For the millions managing metabolic fatty liver disease, intermittent fasting and calorie restriction have emerged as go-to lifestyle tools — but a growing body of evidence suggests these interventions carry a significant hidden cost that practitioners rarely discuss with patients: accelerated muscle loss and a high likelihood of weight rebound that may leave the liver worse off than before treatment began.

This clinical review, published in Arquivos de Gastroenterologia, synthesizes recent randomized controlled trial data — including findings from Oh et al. — to quantify two underappreciated hazards in metabolic dysfunction-associated steatotic liver disease (MASLD) management. First, sarcopenia, already disproportionately prevalent in MASLD populations, is measurably worsened by time-restricted eating (TRE) and calorie restriction (CR) protocols. Muscle loss in this context is not merely cosmetic; it amplifies insulin resistance, elevates systemic inflammatory markers, and may accelerate hepatic fibrosis progression — the very outcomes these interventions aim to reverse. Second, weight cycling affects up to 60% of MASLD patients following dietary intervention, and each rebound episode drives hepatic fat re-accumulation alongside a distinct metabolic stress response that could compound fibrosis risk over time.
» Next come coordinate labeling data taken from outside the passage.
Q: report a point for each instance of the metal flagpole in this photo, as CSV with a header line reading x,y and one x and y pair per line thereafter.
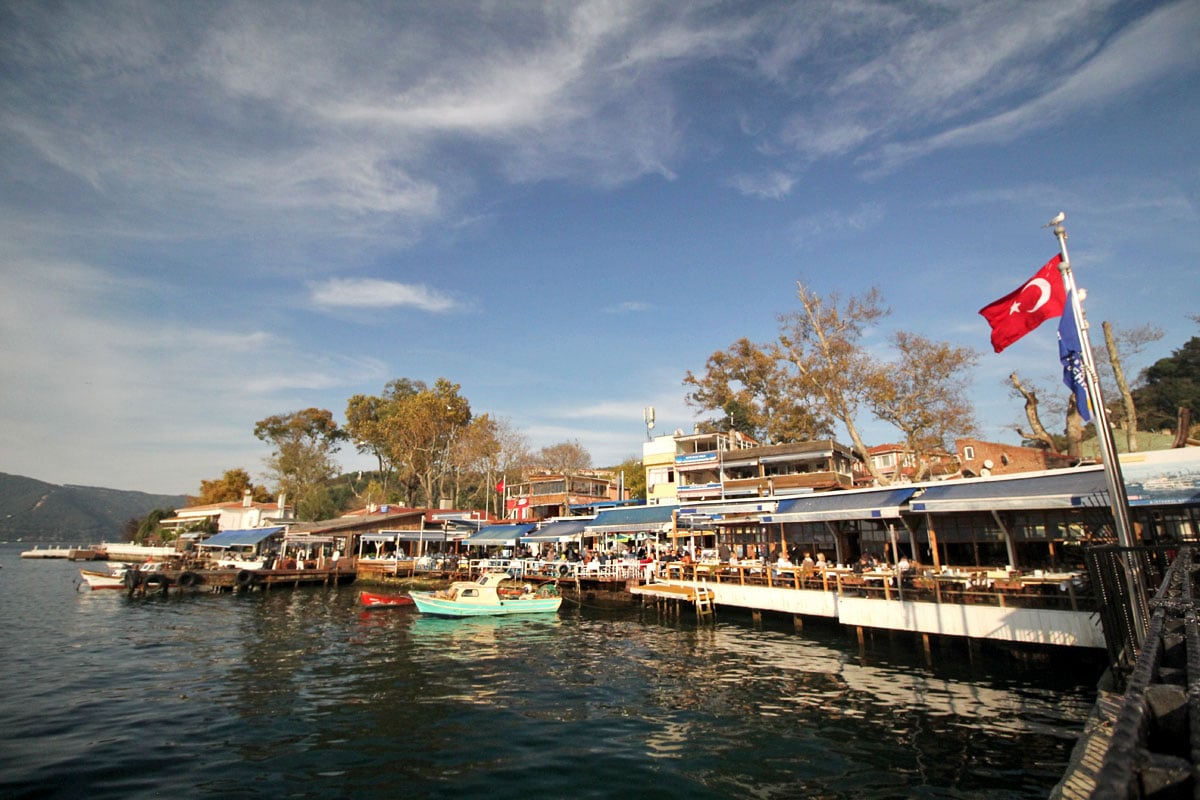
x,y
1113,476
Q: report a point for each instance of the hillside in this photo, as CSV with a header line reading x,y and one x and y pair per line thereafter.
x,y
35,511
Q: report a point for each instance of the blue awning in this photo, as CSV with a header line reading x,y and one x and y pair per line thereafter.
x,y
499,534
409,536
635,518
557,531
873,504
1067,489
250,536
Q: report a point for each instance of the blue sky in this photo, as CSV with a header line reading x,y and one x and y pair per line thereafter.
x,y
214,212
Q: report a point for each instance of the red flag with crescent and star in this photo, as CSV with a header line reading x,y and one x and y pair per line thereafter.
x,y
1019,312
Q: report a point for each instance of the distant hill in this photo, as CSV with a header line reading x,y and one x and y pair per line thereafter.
x,y
43,512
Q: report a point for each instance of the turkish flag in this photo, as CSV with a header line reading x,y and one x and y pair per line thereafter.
x,y
1019,312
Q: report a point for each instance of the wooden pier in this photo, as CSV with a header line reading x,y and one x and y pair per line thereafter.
x,y
165,581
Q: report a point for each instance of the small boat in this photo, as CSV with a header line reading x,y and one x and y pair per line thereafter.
x,y
484,597
373,600
112,579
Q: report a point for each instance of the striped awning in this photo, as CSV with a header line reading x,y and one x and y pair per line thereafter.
x,y
1065,489
561,530
645,518
827,506
499,534
250,536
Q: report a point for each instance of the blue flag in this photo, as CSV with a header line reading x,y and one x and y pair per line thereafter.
x,y
1069,353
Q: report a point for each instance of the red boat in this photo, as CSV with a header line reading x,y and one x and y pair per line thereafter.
x,y
372,600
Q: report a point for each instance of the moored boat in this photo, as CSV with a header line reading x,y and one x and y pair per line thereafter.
x,y
484,597
97,579
375,600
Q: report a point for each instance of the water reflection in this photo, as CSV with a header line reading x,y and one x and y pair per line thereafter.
x,y
301,692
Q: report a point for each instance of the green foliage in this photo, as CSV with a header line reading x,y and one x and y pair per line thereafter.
x,y
149,527
1170,384
635,477
305,443
229,487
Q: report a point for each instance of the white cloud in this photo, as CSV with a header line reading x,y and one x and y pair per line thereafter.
x,y
832,223
1161,44
774,185
629,307
370,293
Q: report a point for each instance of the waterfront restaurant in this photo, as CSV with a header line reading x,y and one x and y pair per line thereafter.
x,y
1017,522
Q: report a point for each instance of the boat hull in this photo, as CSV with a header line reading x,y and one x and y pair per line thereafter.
x,y
102,579
427,602
372,600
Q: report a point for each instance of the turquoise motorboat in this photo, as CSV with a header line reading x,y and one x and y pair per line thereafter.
x,y
485,597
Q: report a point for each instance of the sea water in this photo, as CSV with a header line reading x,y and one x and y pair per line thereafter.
x,y
304,693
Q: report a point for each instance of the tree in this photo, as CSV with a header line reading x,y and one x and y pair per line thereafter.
x,y
823,343
419,428
365,426
1037,434
149,529
922,394
1170,384
229,487
1120,348
634,477
303,457
563,458
753,392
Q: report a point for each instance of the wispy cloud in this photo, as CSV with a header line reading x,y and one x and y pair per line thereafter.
x,y
834,223
1161,44
629,307
370,293
774,185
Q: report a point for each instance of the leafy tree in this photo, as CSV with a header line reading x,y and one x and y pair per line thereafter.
x,y
635,477
755,394
365,425
423,431
229,487
564,458
149,527
1170,384
1120,347
303,457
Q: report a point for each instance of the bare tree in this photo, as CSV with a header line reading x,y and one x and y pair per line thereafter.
x,y
923,395
1037,431
1128,343
823,342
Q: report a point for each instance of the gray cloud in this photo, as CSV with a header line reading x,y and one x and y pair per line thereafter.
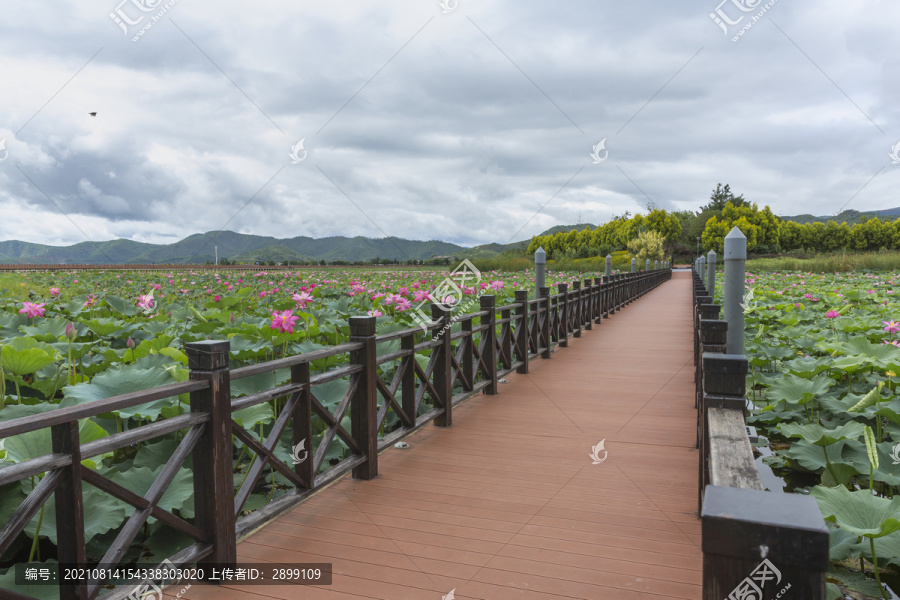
x,y
463,135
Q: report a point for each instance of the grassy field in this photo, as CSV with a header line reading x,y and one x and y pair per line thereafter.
x,y
884,260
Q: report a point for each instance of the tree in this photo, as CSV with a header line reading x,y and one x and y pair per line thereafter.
x,y
722,196
667,224
647,245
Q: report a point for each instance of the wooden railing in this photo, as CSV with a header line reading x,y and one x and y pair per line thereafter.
x,y
459,365
753,540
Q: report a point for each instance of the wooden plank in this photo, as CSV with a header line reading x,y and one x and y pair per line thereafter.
x,y
507,502
731,461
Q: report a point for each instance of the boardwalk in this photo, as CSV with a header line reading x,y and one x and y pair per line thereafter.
x,y
507,503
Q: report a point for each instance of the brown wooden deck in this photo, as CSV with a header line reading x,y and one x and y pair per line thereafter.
x,y
507,503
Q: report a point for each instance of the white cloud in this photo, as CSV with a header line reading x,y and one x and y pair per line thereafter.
x,y
459,127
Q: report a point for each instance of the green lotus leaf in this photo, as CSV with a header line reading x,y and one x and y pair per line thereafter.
x,y
38,443
843,544
102,513
106,327
819,435
858,512
797,390
121,305
252,416
139,480
115,382
23,356
46,330
888,472
10,324
806,367
870,399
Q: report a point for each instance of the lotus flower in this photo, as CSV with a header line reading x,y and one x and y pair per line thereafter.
x,y
284,322
302,299
32,309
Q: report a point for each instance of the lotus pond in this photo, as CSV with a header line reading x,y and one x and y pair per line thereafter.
x,y
822,390
73,337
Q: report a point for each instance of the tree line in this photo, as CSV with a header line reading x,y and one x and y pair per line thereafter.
x,y
680,230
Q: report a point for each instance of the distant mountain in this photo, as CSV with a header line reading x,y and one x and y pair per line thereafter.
x,y
201,247
568,228
850,216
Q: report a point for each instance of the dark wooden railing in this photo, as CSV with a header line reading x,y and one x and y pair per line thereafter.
x,y
752,539
460,364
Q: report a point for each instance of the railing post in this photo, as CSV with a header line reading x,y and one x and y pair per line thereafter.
x,y
540,267
563,314
576,320
363,411
545,330
735,256
408,393
69,508
587,312
711,273
489,356
301,422
770,541
609,303
467,362
522,330
213,457
441,373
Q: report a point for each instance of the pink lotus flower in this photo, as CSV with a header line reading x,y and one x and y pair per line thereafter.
x,y
284,322
146,302
32,310
302,299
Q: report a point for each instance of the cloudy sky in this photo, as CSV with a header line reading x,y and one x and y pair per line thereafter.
x,y
469,122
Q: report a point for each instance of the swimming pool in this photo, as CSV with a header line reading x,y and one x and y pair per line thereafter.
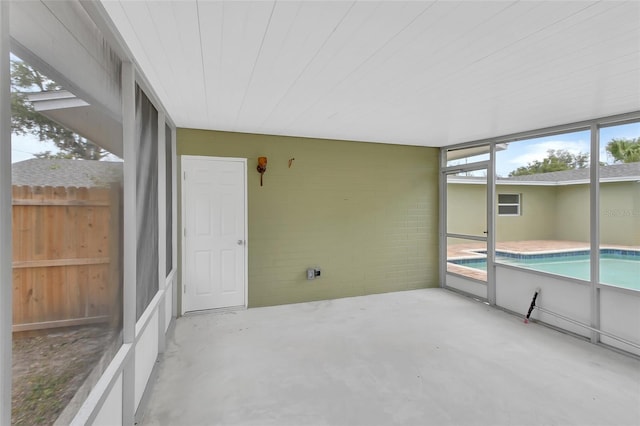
x,y
617,267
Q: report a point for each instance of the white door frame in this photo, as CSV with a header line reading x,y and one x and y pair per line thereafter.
x,y
183,225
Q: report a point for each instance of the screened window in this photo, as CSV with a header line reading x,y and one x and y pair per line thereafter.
x,y
509,204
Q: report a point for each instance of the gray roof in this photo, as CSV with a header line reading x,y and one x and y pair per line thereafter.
x,y
612,171
66,173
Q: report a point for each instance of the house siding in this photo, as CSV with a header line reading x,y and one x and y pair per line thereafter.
x,y
552,212
366,214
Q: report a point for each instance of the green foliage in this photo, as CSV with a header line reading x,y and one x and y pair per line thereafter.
x,y
556,161
25,120
624,150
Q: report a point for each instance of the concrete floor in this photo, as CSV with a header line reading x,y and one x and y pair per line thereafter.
x,y
424,357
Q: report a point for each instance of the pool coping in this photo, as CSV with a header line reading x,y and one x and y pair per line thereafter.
x,y
475,255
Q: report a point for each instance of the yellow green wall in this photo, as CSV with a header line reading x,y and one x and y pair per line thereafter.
x,y
572,222
537,219
366,214
620,213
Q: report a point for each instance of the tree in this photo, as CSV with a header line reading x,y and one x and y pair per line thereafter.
x,y
25,120
556,161
624,150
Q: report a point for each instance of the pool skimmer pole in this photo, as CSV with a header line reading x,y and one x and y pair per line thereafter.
x,y
533,306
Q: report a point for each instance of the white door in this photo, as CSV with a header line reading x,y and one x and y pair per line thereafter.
x,y
214,244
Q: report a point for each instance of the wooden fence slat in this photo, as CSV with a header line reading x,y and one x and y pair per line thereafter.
x,y
60,262
66,256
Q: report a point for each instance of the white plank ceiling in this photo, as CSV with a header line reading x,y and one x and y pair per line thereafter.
x,y
417,73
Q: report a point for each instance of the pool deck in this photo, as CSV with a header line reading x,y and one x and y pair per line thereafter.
x,y
467,250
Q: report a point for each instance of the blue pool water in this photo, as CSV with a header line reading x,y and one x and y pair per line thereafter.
x,y
617,267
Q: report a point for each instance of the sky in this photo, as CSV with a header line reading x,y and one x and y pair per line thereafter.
x,y
523,152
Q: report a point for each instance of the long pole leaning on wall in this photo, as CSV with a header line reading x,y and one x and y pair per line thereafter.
x,y
5,219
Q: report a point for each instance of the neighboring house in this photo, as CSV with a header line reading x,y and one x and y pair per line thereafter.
x,y
553,206
66,173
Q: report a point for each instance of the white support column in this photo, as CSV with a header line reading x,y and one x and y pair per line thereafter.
x,y
442,264
491,226
594,226
174,227
162,228
130,232
5,219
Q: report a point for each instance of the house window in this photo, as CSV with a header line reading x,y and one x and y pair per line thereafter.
x,y
509,204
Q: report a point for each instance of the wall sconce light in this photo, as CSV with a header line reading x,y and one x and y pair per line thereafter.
x,y
262,167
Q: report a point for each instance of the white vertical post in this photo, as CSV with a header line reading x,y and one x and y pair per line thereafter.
x,y
174,226
491,225
130,232
5,219
162,228
442,264
594,226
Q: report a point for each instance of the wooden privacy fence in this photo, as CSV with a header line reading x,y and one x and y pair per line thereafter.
x,y
66,256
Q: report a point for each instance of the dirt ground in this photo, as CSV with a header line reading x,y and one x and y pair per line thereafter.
x,y
48,368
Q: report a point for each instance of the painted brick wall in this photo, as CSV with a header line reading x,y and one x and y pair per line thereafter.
x,y
366,214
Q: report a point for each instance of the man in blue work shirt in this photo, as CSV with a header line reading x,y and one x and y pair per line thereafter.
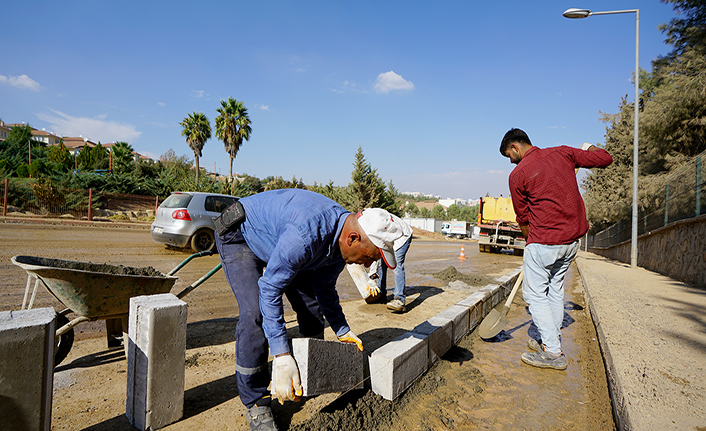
x,y
304,240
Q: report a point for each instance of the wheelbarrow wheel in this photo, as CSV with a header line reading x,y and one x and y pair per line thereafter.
x,y
203,240
64,341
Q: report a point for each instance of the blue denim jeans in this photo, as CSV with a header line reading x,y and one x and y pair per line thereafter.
x,y
243,270
400,254
544,269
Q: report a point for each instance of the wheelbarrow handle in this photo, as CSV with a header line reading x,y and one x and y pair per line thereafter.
x,y
188,259
196,284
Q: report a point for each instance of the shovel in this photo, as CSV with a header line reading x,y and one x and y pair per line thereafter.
x,y
496,320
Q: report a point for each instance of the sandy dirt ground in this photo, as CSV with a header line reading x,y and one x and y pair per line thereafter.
x,y
477,385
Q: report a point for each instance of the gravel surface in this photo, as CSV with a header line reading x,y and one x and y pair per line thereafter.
x,y
477,385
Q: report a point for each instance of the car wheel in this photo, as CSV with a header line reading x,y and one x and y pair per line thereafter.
x,y
203,240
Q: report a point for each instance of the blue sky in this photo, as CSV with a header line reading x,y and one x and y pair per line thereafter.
x,y
427,89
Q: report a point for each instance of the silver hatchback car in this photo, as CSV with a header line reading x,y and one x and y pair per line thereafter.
x,y
185,219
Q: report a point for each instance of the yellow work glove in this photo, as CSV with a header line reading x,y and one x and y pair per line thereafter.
x,y
373,289
350,337
286,384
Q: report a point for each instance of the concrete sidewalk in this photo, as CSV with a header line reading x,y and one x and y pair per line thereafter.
x,y
652,332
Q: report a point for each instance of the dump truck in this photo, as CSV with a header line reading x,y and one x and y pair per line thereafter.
x,y
498,228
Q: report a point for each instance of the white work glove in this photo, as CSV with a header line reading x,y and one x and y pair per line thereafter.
x,y
350,337
286,384
373,289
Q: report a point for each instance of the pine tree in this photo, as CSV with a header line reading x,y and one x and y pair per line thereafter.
x,y
366,189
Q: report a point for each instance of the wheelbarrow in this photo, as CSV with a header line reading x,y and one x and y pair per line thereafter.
x,y
96,292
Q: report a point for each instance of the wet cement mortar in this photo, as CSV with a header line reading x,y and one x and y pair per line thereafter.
x,y
476,385
98,268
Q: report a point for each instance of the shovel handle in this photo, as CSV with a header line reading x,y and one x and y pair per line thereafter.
x,y
518,282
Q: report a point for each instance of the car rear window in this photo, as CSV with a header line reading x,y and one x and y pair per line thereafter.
x,y
177,200
218,203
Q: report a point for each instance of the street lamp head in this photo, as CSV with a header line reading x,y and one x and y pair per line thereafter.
x,y
577,13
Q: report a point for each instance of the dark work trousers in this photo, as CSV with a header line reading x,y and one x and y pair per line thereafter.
x,y
243,270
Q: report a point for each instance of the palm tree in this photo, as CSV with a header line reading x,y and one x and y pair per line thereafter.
x,y
197,130
123,156
232,127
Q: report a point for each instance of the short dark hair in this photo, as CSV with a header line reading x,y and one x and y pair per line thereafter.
x,y
513,136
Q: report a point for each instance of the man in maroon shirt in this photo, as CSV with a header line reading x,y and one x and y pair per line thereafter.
x,y
552,217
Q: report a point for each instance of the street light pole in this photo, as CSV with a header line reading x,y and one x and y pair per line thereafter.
x,y
585,13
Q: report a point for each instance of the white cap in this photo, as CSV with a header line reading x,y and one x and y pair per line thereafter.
x,y
382,230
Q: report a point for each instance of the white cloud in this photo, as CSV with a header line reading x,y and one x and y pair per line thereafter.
x,y
390,81
96,129
23,82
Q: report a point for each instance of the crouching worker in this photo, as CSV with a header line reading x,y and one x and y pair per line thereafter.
x,y
304,239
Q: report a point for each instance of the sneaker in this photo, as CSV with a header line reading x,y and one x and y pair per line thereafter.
x,y
544,359
396,306
534,345
261,419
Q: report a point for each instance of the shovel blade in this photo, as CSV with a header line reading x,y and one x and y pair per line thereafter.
x,y
494,322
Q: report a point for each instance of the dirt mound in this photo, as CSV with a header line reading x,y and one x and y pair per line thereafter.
x,y
451,274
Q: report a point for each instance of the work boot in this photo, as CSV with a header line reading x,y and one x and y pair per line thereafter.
x,y
544,359
260,418
534,345
396,305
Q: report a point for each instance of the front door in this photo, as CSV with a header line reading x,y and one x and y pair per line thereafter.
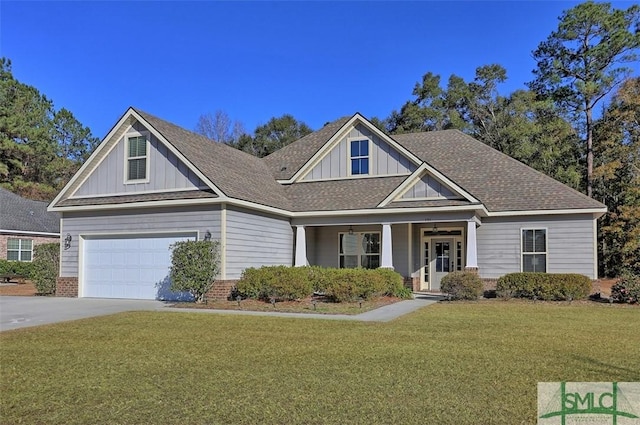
x,y
442,261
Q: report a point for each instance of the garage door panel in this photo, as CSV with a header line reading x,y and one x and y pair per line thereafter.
x,y
129,267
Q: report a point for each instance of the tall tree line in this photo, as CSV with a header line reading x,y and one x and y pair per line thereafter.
x,y
40,147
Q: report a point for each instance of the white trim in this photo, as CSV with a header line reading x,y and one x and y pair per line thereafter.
x,y
360,252
410,251
300,258
107,141
223,241
595,248
546,246
548,212
369,156
417,175
379,211
386,251
24,232
141,192
335,139
147,157
83,236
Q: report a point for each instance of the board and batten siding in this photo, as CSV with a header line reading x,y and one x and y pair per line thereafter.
x,y
139,221
383,159
255,240
570,244
166,172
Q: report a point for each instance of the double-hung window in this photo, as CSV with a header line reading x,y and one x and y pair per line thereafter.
x,y
359,250
534,250
359,157
19,249
137,158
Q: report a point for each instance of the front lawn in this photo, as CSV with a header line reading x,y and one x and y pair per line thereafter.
x,y
470,363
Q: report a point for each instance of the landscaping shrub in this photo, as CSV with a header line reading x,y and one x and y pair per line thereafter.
x,y
544,286
462,285
46,264
627,290
194,267
19,268
339,285
280,282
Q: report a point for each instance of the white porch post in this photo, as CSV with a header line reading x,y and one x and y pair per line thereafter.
x,y
387,247
301,247
472,250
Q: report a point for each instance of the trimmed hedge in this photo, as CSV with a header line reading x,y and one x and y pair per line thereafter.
x,y
46,264
462,285
19,268
627,290
294,283
544,286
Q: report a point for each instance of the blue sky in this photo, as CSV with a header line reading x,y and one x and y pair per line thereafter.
x,y
255,60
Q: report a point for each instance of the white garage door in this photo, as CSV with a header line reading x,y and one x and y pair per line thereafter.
x,y
134,266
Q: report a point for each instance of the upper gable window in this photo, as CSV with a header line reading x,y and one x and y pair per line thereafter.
x,y
137,158
359,157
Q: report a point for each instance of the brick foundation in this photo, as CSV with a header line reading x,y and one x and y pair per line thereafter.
x,y
221,289
67,287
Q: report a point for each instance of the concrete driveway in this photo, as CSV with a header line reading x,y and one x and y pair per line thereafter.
x,y
22,312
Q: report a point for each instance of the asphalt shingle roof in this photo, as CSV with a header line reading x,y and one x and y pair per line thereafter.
x,y
20,214
236,173
285,162
341,194
500,182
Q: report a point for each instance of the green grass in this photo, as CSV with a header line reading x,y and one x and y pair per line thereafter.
x,y
450,363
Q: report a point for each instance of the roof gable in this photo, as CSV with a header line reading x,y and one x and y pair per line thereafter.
x,y
500,182
308,153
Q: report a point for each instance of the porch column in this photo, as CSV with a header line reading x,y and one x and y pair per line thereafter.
x,y
387,247
301,247
472,250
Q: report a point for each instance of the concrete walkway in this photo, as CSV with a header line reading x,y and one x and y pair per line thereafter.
x,y
20,312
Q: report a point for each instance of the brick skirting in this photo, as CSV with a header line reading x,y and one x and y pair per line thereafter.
x,y
221,289
67,287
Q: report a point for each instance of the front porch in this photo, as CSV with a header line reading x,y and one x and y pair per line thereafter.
x,y
423,252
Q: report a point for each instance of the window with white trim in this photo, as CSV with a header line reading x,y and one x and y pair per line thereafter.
x,y
19,249
534,250
359,250
359,155
136,158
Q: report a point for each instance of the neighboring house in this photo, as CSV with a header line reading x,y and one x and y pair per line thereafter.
x,y
23,225
347,195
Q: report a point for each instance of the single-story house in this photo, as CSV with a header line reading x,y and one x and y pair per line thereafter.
x,y
347,195
23,225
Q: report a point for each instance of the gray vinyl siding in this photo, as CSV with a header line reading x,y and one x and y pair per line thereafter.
x,y
383,159
570,244
198,218
325,244
166,172
428,187
255,240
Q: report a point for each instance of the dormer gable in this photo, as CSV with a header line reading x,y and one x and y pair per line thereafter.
x,y
427,184
357,149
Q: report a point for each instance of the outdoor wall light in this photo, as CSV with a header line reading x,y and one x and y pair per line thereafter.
x,y
67,241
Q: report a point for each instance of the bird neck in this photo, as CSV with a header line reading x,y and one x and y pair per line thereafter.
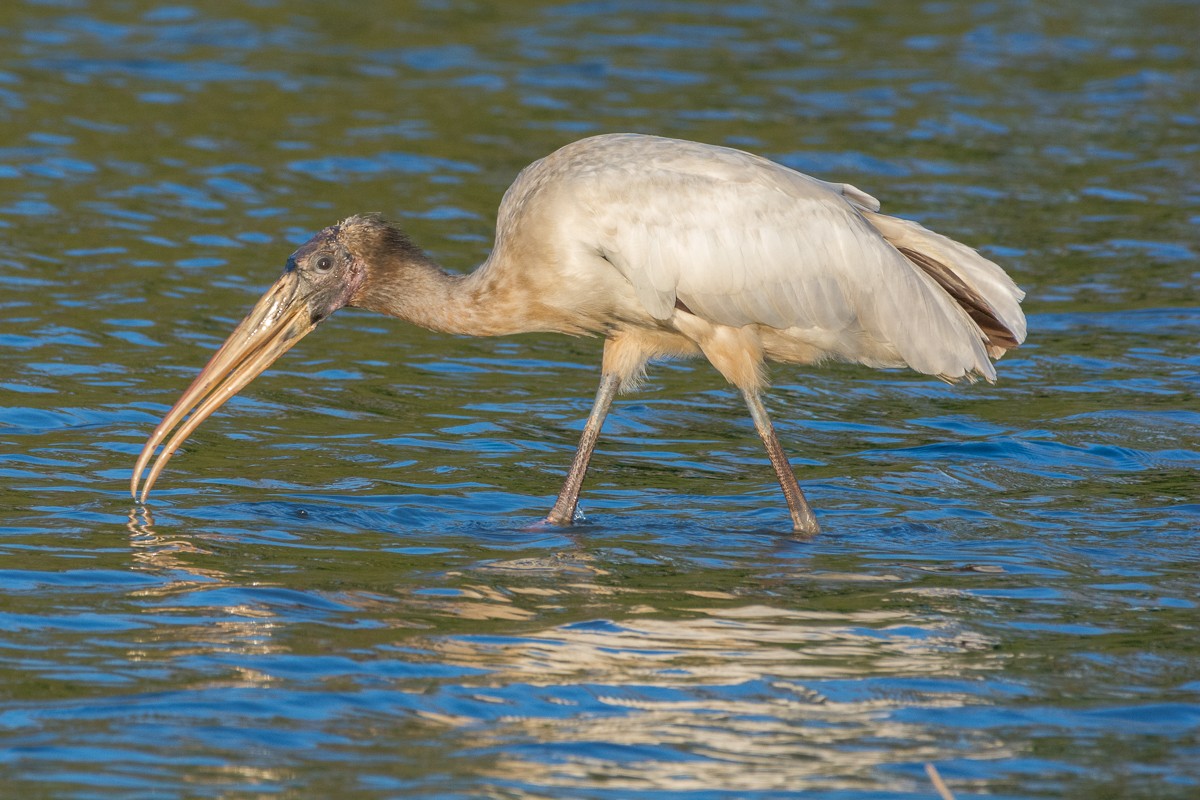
x,y
450,302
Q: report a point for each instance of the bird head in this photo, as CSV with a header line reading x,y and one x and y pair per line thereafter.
x,y
325,274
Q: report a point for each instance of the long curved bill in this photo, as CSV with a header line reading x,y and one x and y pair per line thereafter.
x,y
273,328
This analysis lands at a critical inflection point in liver disease research. MASLD has only recently replaced the older NAFLD nomenclature, and clinical guidelines are still catching up to the complexity of individualized management. The sarcopenia–MASLD axis is well-established in observational literature, but most TRE intervention trials have not been powered or designed to capture functional muscle outcomes — a significant methodological gap. The weight cycling concern mirrors decades of obesity research showing that yo-yo dieting carries independent cardiometabolic risk, yet this is rarely incorporated into liver disease trial design. This review is incremental rather than paradigm-shifting, but its value lies in forcing an explicit accounting of intervention trade-offs. Future trials that integrate resistance training protocols, protein intake monitoring, and long-term behavioral follow-up will be essential before TRE can be confidently recommended as a durable MASLD therapy.